There is no operation available on lists of heterogeneous values and lists of native resource instances, and more specifically, you cannot reference a particular element of these lists.

  • Referencing an element on lists of primitive values.

    foo[42]

    The index 42 involved in the operation must be a plain number. More specifically, you cannot use any parameter or attribute as the index.

Maps

Values
  • In a plain form.
    {"foo": "bar"}
  • As references to other variables or attributes.
    {"foo": bar, "bar": baz.qux}
  • Maps keys must be plain strings. More specifically, you cannot use any parameter or attribute as a map's key.
  • Neither parameters nor attributes of user-defined resources can be of type map.
Operations

There is no operation available on maps, and more specifically, you cannot reference a particular key of a map.

Immutability

InGraph promotes a purely declarative view of the infrastructure graph so that syntactical correctness implies semantical correctness, as much as possible. With this approach, once you've managed to express what you wanted to express, it will almost certainly do what you've intended to do.

Naturally, mutations have no place in a declarative world. Therefore, while InGraph allows you to leverage the expressivity, conciseness, and factorization power of variables, it also prevents you from mutating anything. Inside InGraph, everything is immutable.

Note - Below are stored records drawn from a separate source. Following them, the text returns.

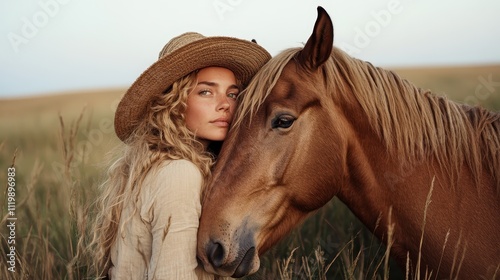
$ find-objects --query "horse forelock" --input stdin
[233,47,500,190]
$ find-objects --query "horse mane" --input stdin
[232,47,500,190]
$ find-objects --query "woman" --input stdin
[91,33,270,279]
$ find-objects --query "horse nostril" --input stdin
[207,242,224,268]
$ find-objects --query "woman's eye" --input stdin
[271,114,295,129]
[227,93,238,99]
[198,89,212,96]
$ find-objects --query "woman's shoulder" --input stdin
[146,159,202,186]
[157,159,201,173]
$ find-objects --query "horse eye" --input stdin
[271,115,295,129]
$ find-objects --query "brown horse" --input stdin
[198,7,500,279]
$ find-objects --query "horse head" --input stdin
[198,7,349,277]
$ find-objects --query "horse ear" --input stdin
[298,6,333,70]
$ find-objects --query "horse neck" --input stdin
[332,59,500,274]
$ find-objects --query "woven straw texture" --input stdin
[115,32,271,141]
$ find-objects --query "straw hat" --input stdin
[115,32,271,141]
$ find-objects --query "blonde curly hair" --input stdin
[88,72,220,277]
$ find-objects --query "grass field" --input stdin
[0,65,500,279]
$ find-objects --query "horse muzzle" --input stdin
[200,241,260,278]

  • You cannot reassign a parameter.

    def __init__(self, foo: int):
    foo = 42 # ERROR
  • You cannot reassign a variable.

    def __init__(self) -> None:
    foo = 42
    foo = 24 # ERROR
  • You cannot mutate a resource attribute.

    foo = Foo(...)
    foo.bar = 42 # ERROR
  • You cannot mutate an array or a dictionary.

    foo = ["bar", "baz"]
    foo[0] = "qux" # ERROR

If you come from the imperative world of template generators, this aspect of InGraph will most certainly challenge you at the beginning. Hang in there; it's worth it.